Josué entreprend ses dernières campagnes militaires et détruit tous les ennemis de Dieu (Josué 12.1). Les rois de Canaan s’alarment de la progression rapide d’Israël et se sentent trahis par la reddition de Gabaon (Josué 10.2). Ils forment une coalition et frappent la capitale de Gabaon en représailles (Josué 10.4-5). Les Gabaonites demandent de l’aide à Josué, qui envoie aussitôt toute son armée à leur secours (Josué 10.6-8).
Israël marche toute la nuit et lance une attaque surprise au point du jour (Josué 10.9). Mais avant d’attaquer, Josué demande à Dieu que le soleil et la lune s’arrêtent, et que l’obscurité qui précède l’aube se prolonge jusqu’à ce que leurs ennemis soient vaincus (Josué 10.12). Et Dieu répond à la prière de Josué. Il jette la confusion dans l’armée de la coalition, envoie des pierres de grêle et prolonge le couvert des ténèbres jusqu’à ce que la bataille soit gagnée (Josué 10.10-11). Les rois ennemis sont capturés, humiliés et mis à mort (Josué 10.24, 26).
Josué dit à ses hommes que cette victoire ne sera pas la dernière, mais qu’ils doivent demeurer forts et courageux (Josué 10.25). Rapidement, ils détruisent sept villes importantes et prennent le contrôle des hauteurs stratégiques du sud de Canaan (Josué 10.41). De cette position, Josué est en mesure de conquérir le reste du pays. Mais avant cela, Josué rappelle à Israël que toute cette victoire vient de ce que Dieu combat pour eux (Josué 10.42).
Pendant ce temps, les tribus du nord de Canaan se préparent au combat (Josué 11.19). Dieu endurcit leur cœur et les conduit à une destruction rapide. Israël connaît enfin le repos, délivré de la guerre (Josué 11.23).

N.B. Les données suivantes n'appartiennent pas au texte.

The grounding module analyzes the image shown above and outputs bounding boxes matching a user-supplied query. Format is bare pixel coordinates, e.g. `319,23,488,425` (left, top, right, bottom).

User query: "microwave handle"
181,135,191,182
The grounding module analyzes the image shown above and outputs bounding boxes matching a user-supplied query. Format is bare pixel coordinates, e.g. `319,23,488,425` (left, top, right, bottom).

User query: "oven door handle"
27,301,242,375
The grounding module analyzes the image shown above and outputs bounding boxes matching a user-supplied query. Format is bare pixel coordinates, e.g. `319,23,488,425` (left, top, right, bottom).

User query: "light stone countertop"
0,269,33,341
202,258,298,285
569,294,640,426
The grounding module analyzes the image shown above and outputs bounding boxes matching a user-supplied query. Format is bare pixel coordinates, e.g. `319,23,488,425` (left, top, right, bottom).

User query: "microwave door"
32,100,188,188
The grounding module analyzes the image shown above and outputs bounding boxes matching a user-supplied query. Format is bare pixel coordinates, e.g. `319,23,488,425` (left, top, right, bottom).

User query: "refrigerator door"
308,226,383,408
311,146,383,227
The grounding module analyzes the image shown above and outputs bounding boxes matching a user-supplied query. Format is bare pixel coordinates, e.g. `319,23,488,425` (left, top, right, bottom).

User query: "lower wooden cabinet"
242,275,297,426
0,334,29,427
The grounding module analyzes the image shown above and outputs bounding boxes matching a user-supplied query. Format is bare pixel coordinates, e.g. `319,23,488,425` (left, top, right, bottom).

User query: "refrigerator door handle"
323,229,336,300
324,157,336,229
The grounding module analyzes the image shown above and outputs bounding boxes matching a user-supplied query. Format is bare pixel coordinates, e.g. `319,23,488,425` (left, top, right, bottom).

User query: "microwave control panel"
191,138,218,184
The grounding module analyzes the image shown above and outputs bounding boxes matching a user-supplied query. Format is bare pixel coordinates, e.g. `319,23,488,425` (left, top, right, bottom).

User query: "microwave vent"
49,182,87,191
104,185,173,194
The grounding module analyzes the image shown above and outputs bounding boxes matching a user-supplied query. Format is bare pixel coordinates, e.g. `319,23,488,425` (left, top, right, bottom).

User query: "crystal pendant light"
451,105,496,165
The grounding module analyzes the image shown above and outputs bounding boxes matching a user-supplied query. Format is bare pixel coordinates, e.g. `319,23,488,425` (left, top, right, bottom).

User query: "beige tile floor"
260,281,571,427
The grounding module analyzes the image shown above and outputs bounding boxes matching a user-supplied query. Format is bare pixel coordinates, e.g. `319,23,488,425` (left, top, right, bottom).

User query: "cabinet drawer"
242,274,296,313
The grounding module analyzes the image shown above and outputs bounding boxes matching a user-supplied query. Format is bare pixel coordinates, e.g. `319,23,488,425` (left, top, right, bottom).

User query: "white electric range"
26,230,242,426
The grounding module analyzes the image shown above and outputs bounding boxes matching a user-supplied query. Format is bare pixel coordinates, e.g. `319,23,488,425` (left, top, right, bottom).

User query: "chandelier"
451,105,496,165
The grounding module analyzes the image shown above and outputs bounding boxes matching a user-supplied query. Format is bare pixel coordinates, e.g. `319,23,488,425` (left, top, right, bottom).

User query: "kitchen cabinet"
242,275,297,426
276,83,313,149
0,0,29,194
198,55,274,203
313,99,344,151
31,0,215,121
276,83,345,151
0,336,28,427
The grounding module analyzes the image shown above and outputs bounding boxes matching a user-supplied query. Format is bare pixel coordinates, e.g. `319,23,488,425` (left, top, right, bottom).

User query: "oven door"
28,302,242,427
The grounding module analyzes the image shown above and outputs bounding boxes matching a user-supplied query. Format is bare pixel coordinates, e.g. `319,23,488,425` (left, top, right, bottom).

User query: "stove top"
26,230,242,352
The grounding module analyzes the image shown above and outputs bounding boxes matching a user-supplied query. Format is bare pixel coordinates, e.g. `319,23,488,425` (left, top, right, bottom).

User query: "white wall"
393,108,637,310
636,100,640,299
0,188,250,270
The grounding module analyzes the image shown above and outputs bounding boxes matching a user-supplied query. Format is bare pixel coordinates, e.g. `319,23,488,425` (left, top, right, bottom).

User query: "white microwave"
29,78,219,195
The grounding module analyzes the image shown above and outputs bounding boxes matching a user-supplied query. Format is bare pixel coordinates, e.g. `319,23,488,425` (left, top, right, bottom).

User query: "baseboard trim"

Il nous est dit que Josué « n’omit rien » de tout ce que l’Éternel avait ordonné à Moïse (Josué 11.15). Le chapitre 12 énumère ensuite chaque royaume que l’Éternel a conquis pour Israël, sous la conduite de Moïse comme sous celle de Josué.
Où est l’évangile ?
Quatre fois il nous est dit que l’Éternel combat pour Israël — à Gabaon, quand les ténèbres couvrent le champ de bataille (Josué 10.14), quand les rois sont humiliés et détruits (Josué 10.25-26), quand les villes du sud tombent (Josué 10.42), et de nouveau quand le nord s’effondre sur l’ordre de Dieu (Josué 11.6). Aussi constante que l’intervention de Dieu est l’attitude de Josué : écouter, prier et obéir. Quand Josué honore la voix de Dieu, la victoire suit.
Jésus est le Josué plus vrai et plus grand. Il écoute parfaitement le Père (Jean 5.19). Chaque miracle pour lequel il prie est exaucé, parce qu’il vit entièrement en accord avec la volonté du Père (Jean 5.20). Et Dieu promet qu’une œuvre plus grande encore sera manifestée par lui — quelque chose de bien plus étonnant que le soleil arrêté dans sa course.
Jésus promet que quiconque entend sa voix et se confie en lui ressuscitera d’entre les morts (Jean 5.24). La mort — l’ennemi qui se tient derrière tous les autres ennemis — est le « roi » que Jésus est venu renverser. Et il le fait non pas en donnant la mort à d’autres, mais en entrant lui-même dans la mort. En livrant sa vie, Jésus entre sur le champ de bataille où la mort croit avoir l’avantage — et là, il en brise la puissance de l’intérieur (Hébreux 2.14-15).
À la croix, Jésus entre dans le domaine voué à la destruction, et dans sa résurrection il le vide de son autorité. C’est de là que vient notre véritable repos. Non parce que Jésus a combattu à notre place afin que nous n’ayons pas à le faire, mais parce qu’il a déjà vaincu l’ennemi qu’aucun de nous ne pouvait vaincre.
Jésus n’omet rien dans sa guerre contre la mort. Sa résurrection est le coup final, et son royaume est désormais le pays où aucun ennemi ne se relèvera jamais. En lui, nous avons une demeure. En lui, nous avons le repos. Et en lui, toute promesse de Dieu trouve son « oui » et son « amen ».
Voyez par vous-même
Que le Saint Esprit ouvre vos yeux pour voir le Dieu qui combat pour son peuple. Et que vous voyiez Jésus comme notre guerrier victorieux, qui détruit la puissance de la mort et nous introduit dans le repos de son royaume.